Reputation: 1693
I have a list of dictionaries and each dictionary has a key of (let's say) 'type' which can have values of 'type1'
, 'type2'
, etc. My goal is to filter out these dictionaries into a list of the same dictionaries but only the ones of a certain "type". I think i'm just really struggling with list/dictionary
comprehensions.
so an example list would look like:
exampleSet = [{'type':'type1'},{'type':'type2'},{'type':'type2'}, {'type':'type3'}]
i have a list of key values. lets say for example:
keyValList = ['type2','type3']
where the expected resulting list would look like:
expectedResult = [{'type':'type2'},{'type':'type2'},{'type':'type3'}]
I know i could do this with a set of for loops. I know there has to be a simpler way though. i found a lot of different flavors of this question but none that really fit the bill and answered the question. I would post an attempt at the answer... but they weren't that impressive. probably best to leave it open ended. any assistance would be greatly appreciated.
Upvotes: 140
Views: 266387
Reputation: 6539
Universal approach to filter the list of dictionaries based on key-value pairs
def get_dic_filter_func(**kwargs):
"""Func to be used for map/filter function,
returned func will take dict values from kwargs keys and compare resulted dict with kwargs"""
def func(dic):
dic_to_compare = {k: v for k, v in dic.items() if k in kwargs}
return dic_to_compare == kwargs
return func
def filter_list_of_dicts(list_of_dicts, **kwargs):
"""Filter list of dicts with key/value pairs
in result will be added only dicts which has same key/value pairs as in kwargs """

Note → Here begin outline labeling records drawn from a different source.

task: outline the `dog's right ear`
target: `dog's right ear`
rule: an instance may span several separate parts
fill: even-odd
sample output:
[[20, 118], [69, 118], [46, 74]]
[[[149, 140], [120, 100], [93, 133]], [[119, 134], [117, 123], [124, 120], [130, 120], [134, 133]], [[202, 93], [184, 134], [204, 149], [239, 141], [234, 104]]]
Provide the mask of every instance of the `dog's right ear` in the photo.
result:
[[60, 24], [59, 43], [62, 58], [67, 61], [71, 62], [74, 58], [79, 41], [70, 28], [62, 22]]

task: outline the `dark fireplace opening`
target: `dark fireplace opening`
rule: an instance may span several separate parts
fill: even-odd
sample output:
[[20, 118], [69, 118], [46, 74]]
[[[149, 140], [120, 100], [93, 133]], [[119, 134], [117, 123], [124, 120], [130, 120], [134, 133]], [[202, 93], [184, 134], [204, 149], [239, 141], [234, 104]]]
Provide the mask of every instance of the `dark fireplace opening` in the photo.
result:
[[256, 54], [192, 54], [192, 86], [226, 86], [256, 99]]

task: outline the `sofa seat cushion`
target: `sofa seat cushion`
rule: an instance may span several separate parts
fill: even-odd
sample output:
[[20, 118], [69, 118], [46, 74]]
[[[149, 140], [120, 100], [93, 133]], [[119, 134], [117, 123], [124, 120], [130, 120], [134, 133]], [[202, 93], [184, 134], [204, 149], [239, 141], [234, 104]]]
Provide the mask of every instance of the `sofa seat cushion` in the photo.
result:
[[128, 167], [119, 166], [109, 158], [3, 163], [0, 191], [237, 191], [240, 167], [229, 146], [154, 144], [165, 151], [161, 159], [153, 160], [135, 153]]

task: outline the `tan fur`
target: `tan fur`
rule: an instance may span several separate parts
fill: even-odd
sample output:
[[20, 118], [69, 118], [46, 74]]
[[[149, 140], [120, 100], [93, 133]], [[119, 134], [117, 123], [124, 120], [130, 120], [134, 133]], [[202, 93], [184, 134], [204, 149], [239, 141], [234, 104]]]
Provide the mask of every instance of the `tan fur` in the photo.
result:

filter_func = get_dic_filter_func(**kwargs)
return list(filter(filter_func, list_of_dicts))
Test Case / How to use
def test_filter_list_of_dicts(self):
dic1 = {'a': '1', 'b': 2}
dic2 = {'a': 1, 'b': 3}
dic3 = {'a': 2, 'b': 3}
the_list = [dic1, dic2, dic3]
self.assertEqual([], filter_list_of_dicts(the_list, x=1))
self.assertEqual([dic1], filter_list_of_dicts(the_list, a='1'))
self.assertEqual([dic2], filter_list_of_dicts(the_list, a=1))
self.assertEqual([dic2, dic3], filter_list_of_dicts(the_list, b=3))
Upvotes: 1
Reputation: 1685
Trying a few answers from this post, I tested the performance of each answer.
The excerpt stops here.